• Lames

    Je redescendais de la mairie du 18ème à vélo quand j'ai vu l'affiche consacrée à l'exposition sur Germaine Krull. Avec les événements de ces derniers temps concernant les migrants, et notamment celles et ceux qui depuis le mois de juin à Paris étaient chassés de lieux en lieux, je n'avais pas eu la tête à arpenter les expos photos. J'avais le regard froid et la mâchoire serrée des mauvais jours. Dans ces moments-là mes envies de graphs et de collages sur les murs de la ville tournaient à l'obsession. Je me retenais de sortir la nuit pour placarder des images d'embarcations en Méditerranée. J'avais le désir de sérigraphies grand format collées à la hâte. Du genre envahissantes.
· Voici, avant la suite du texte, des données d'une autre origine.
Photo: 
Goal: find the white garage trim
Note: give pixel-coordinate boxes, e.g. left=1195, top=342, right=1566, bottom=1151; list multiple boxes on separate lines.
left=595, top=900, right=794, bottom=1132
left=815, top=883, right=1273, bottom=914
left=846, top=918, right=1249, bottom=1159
Que les images sortent des écrans tactiles, des murs facebook, où elles s'effacent du bout des doigts.

    La vision de la photo de Germaine Krull n'avait aucune chance d'atténuer ma colère, il s'agissait juste d'une digression. Une tangente.

    Lames

    Germaine Krull photographiait les passages. J'avais vu quelques-unes de ses photos lors d'une exposition consacrée à Walter Benjamin. Ces deux-là s'étaient rencontrés en 1926 et avaient correspondu quelque temps. Elle avait été spartakiste dans sa jeunesse, avait failli être fusillée. Et depuis, arpentait le monde en rescapée, photographiait les architectures d'acier, les femmes entre elles, la marchandise, les mannequins nus dans les vitrines.

    Lames 

    Je crois bien qu'avec Victor, nous avions joué un temps à nous envoyer des images par mails. Une photo de Germaine Krull faisait partie du jeu. C'était comme tirer les tarots. Les photos comme des lames, les unes à côté des autres, formaient une énigme à résoudre. Je n'étais pas mauvaise à ce jeu-là. Krull était la voyante oculiste.

    Lames  Lames

    Je l'avais placée à côté du portrait de Madame Sacco, la voyante que fréquentait Breton en 1926/27, au moment de la rencontre de Krull et de W. Benjamin. Madame Sacco habitait alors rue de l'Usine dans le 15ème arrondissement, là où depuis 1925 Citroën avait ouvert une usine flambant neuve dans les locaux de l'ancienne usine Cail dont le propriétaire était mort au temps de la Commune.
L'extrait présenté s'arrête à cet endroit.